Street League Skateboarding's Downtown Los Angeles stop sits at the structural heart of the 2026 Championship Tour calendar — a single contest weekend that gives the back half of the season a US-based showcase and bridges the European leg of the tour with the season-ending Super Crown world championship.
SLS confirmed the Downtown LA event schedule earlier this year as part of the broader 2026 tour announcement. The event slots into the calendar after Sydney and Paris, with the Super Crown to follow as the season finale. The Downtown LA venue gives SLS its US home anchor — a critical piece of the tour for the contest's American audience and for the sponsors whose contracts are still substantially weighted toward US-based broadcast and digital activation.
The stop has historically functioned as the most accessible event on the tour for the US skateboarding scene.
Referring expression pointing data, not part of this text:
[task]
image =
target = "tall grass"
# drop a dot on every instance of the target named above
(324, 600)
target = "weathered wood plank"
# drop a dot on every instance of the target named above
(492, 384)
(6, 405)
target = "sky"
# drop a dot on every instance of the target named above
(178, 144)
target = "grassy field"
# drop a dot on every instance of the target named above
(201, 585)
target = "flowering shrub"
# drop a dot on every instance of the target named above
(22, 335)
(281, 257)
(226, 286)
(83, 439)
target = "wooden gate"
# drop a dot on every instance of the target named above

SLS's roots run deep in California — the series was founded by Rob Dyrdek in the early 2010s and has consistently used LA as a base of operations — and the Downtown LA event has been the moment in the tour calendar when that California connection becomes most visible to elite contest fans.
The 2026 Downtown LA contest will be one of the three remaining stops where skaters can earn Super Crown qualification points after Sydney. Ginwoo Onodera and Rayssa Leal lead the men's and women's tour standings respectively after the Sydney stop, with Onodera's perfect-nines final in February widely regarded as the high-water performance of the contest's history.
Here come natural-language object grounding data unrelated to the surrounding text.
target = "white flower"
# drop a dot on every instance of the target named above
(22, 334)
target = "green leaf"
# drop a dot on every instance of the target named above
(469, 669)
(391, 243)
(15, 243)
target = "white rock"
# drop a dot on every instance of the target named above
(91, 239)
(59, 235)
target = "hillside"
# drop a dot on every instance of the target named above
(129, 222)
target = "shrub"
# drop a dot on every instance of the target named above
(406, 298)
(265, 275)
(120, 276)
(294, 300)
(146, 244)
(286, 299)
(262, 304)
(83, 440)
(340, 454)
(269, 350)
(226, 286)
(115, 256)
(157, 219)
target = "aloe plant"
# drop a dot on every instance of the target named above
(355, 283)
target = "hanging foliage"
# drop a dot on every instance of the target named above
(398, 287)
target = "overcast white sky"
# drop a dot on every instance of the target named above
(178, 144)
The American men's field at Downtown LA is expected to feature heavy local representation. Skateboarding has shifted in the past five years toward an internationalised elite tier — Japanese, Brazilian and Australian skaters all carrying podium expectations across recent SLS stops — but the US contest contingent remains the deepest single-country group on the tour.
For the women's tour, the Downtown LA event sits as a critical qualification milestone for athletes outside the top-three Super Crown contenders. Leal has functionally been the favourite at every elite women's stop she has entered in 2025 and 2026, and the secondary podium contest among Liz Akama, Chloe Covell, Poe Pinson and the broader women's field is what will likely decide the Super Crown finalist eight.
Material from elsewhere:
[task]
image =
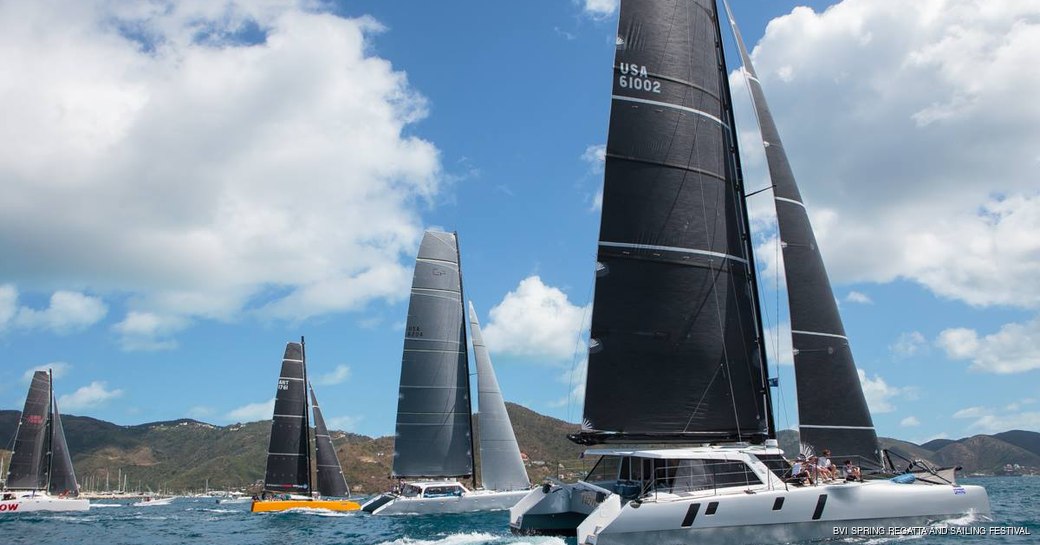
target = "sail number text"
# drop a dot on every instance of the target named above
(635, 77)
SLS Downtown LA's broadcast and event production will be delivered through the Thrill One Sports & Entertainment platform, which has handled the contest's media rights since the 2024 Olympic cycle. The event's ticket sale window opens later this year, with SLS having confirmed in pre-tour communications that all 2026 stops will be available via the same platform.
The Downtown LA stop is, ultimately, an anchor. SLS's identity has always been at least partially Californian; the contest's calendar in 2026 reflects that, with the LA event sitting between the European and the season-ending stops as the US-based showcase the tour cannot do without.